Given the ease in finding the reverse of the key, we can understand why this algorithm was used symmetrically, the correspondents agreeing a priori on a pair of keys that they keep secret.

The problem this time is due to the size of the key and the ECB operating mode which always encrypts the blocks in the same way.

**The size of the keys.**Once again, their small number makes it possible to test all the keys and to compare the results with the information on the clear text (*i.e.*a dictionary).**ECB mode.**Which, by encrypting the same combinations in the same way, preserves the structure of the text in its encrypted version and which allows analysis directly on the encrypted text in order to cryptanalyze it.

It is on this point that the *Caesar cipher* was and remains
attacked. It is possible to find the key by comparing the frequency of
appearance of letters in the cipher text and in a reference corpus.

# Regal point of view

Regarding cryptography, France offers two complementary and all in all consistent points of view. At one side, the law n°2004-575 of june 21th 2004 and its Décret n°2007-663 of may 2nd 2007 that tells us maximum key length allowed, and at the other side, the ANSSI’s security general norms, appendix B1 that tells us minimum key length to be considered secure.

**For the asymetric version**, ANSSI recommends using a multiplicative group and 2048 bits length keys. The maximum allowed being 112bits (for the same groups).**For the symetric version**, ANSSI recommends using 128 bits long keys and to avoid ECB mode. The maximum allowed being 56 bits.

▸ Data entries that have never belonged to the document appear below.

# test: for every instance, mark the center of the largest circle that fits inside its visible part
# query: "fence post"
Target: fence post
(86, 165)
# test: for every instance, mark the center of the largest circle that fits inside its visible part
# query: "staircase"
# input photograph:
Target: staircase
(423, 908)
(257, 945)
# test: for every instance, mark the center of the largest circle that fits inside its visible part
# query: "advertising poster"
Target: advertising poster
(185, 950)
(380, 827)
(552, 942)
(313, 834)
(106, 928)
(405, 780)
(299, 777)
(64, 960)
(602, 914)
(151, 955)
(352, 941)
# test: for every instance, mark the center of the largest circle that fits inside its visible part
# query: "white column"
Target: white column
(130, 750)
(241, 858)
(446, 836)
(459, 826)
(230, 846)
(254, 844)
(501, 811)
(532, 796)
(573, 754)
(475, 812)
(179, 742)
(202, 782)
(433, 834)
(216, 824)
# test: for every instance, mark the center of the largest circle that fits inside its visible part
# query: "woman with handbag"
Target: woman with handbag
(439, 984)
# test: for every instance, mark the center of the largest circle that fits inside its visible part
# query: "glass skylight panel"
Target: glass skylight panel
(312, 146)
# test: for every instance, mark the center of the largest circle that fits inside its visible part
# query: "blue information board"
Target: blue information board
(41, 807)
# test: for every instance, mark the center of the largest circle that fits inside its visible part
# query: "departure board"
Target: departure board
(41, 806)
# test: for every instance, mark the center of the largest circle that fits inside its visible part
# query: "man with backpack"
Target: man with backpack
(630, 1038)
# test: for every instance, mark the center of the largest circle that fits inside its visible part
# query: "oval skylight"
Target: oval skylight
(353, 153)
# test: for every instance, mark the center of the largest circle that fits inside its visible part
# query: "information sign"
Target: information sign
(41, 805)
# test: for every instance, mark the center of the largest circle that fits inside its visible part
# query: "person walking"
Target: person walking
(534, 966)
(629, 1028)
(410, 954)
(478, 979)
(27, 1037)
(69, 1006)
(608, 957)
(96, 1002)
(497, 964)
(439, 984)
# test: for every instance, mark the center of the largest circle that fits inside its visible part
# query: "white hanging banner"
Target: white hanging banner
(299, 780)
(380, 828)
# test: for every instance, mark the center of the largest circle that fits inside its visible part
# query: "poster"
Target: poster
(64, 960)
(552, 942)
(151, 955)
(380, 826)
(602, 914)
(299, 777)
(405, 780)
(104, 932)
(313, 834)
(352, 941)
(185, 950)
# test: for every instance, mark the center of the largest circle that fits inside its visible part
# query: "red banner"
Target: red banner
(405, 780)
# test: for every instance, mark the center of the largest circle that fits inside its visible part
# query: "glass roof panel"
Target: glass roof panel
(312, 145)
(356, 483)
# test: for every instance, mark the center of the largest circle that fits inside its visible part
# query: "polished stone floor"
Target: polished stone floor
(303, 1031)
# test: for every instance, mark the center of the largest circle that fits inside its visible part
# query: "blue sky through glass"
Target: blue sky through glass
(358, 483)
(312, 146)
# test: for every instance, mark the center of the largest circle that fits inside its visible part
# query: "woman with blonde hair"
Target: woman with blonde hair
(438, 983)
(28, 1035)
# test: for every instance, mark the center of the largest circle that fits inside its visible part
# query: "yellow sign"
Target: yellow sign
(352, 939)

The *Caesar cipher* is thus fully legal to be used (since it
respect the maximum key lengths). And for the same reason, ANSSI does
not consider this cipher as secure.

# Conclusion

Compared to modern cryptographic standards, *Caesar cipher*,
is not only obsolete, but downright picky. The keys are ridiculously
weak by standards but the operations are not even worthy of appearing in
the texts.

And this is precisely where its interest lies. Its simplicity makes it the ideal candidate for starting out in cryptography, discovering the basics before continuing with more complex algorithms.